The learned Chief Justice's allusion to the absence of any remedy except by mandamus may indicate an opinion that the English practice of proceeding by indictment was not, without legislative adoption, applicable to our corporations, or he may have thought that indictment was not a specific or adequate remedy, even if appropriate.

In either case I take the decision to be important authority for the views I have been maintaining. The propriety of interfering by mandamus is considered and affirmed. The grant of a mandamus nisi and not a peremptory writ does not imply any reservation of opinion on that point, as is apparent from what was said as the reason. I do not understand that the question could regularly be raised on the return of the writ. Regina v. Bristol Dock Co., 2 Q.B. 64, is an authority to the contrary, and the rule is distinctly stated by Smith, J., in Re Nathan, 12 Q. B. D. 461, at pp. 465-6; though perhaps Regina v. Haldimand, 20 U. C. R. 574, in which case a mandamus was quashed after return, on the ground that there was a remedy by indictment, may not be quite consistent with those authorities. See also Regina v. Powell, 1 Q. B. 352;. and Regina v. Mayor of Stamford, 6 Q. B. 433.

Nor do I gather from the cases in our own reports that the views I have been putting forward as to the remedies for the statutory duties in discussion are novel.

The mandamus which, in Regina v. Brown, 13 C. P. 356, was refused on the authority of Regina v. The Trustees of the Oxford and Witney Roads, was asked to compel the repair of a road.

So was that which was the subject of Regina v. Haldimand, 20 U. C. R. 574.

In Kinnear v.
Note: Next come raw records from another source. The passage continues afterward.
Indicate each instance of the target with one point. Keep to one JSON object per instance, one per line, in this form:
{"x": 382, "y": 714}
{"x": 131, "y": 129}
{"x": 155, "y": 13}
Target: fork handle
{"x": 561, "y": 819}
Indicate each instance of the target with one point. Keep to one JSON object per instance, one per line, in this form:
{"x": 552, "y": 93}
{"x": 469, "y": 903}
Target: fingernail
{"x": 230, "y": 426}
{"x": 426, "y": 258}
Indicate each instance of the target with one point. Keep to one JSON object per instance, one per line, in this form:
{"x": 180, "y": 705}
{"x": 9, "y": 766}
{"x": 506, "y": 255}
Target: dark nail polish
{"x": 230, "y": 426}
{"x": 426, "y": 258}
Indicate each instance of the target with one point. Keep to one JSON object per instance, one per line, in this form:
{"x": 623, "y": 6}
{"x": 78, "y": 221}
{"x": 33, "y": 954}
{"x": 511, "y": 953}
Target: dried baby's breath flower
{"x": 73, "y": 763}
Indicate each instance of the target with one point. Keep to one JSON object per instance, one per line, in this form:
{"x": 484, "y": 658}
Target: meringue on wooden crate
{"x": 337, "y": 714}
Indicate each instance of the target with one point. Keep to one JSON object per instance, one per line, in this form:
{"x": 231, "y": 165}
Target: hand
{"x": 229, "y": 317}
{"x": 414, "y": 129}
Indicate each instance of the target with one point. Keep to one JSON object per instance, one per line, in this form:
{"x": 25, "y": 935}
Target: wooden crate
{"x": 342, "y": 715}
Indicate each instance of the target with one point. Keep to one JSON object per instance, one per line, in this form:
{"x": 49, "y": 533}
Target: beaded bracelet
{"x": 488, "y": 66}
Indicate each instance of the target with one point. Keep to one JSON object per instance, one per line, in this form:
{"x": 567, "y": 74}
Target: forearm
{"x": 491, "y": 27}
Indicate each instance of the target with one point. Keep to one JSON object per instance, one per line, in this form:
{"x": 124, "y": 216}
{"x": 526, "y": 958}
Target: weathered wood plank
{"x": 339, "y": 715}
Haldimand, 30 U. C. R. 398, the rule for a mandamus to erect and maintain a bridge over the Grand River at the village of Indiana, was discharged on the ground that the obligation to build a bridge across the river at that particular place was not made out. Nothing is reported as having been said, either at the bar or from the bench, to suggest a doubt of mandamus being the appropriate remedy.

Jamieson v. Lanark, 38 U. C. R. 647, is open to the same remark as Regina v. Brown; and Brooks v. Haldimand, 41 U. C. R. 381, 3 A. R. 72, presented the same features as Kinnear v. Haldimand. There was no suggestion in that case, either in the Queen's Bench or in this court, that the applicants ought to have sought their remedy by indictment in place of by mandamus. In the Queen's Bench a majority of the court thought that the writ ought to issue. The dissentient judgment, with which in this court we agreed, was that of Chief Justice Harrison, who had refused the writ in Jamieson v. Lanark, but who gave no reason to suppose that he thought the proceedings in Brooks' Case open to the objection on which he acted in Jamieson's.

The result of the best consideration I have been able to give to the matter is that, for the reasons I have attempted to explain, the duties declared by these sections, 534 and 535, may properly be enforced by mandamus, provided the court "be of opinion that the case is a proper one for the issue of the same." (R. S. O. ch. 52 sec. 18.)

Is this a proper case?

The uncontradicted evidence before us is that, pratically, there is no bridge. Although a bridge was erected, it has not been maintained, because it is so far gone as to be impossible to repair; and a new bridge is required.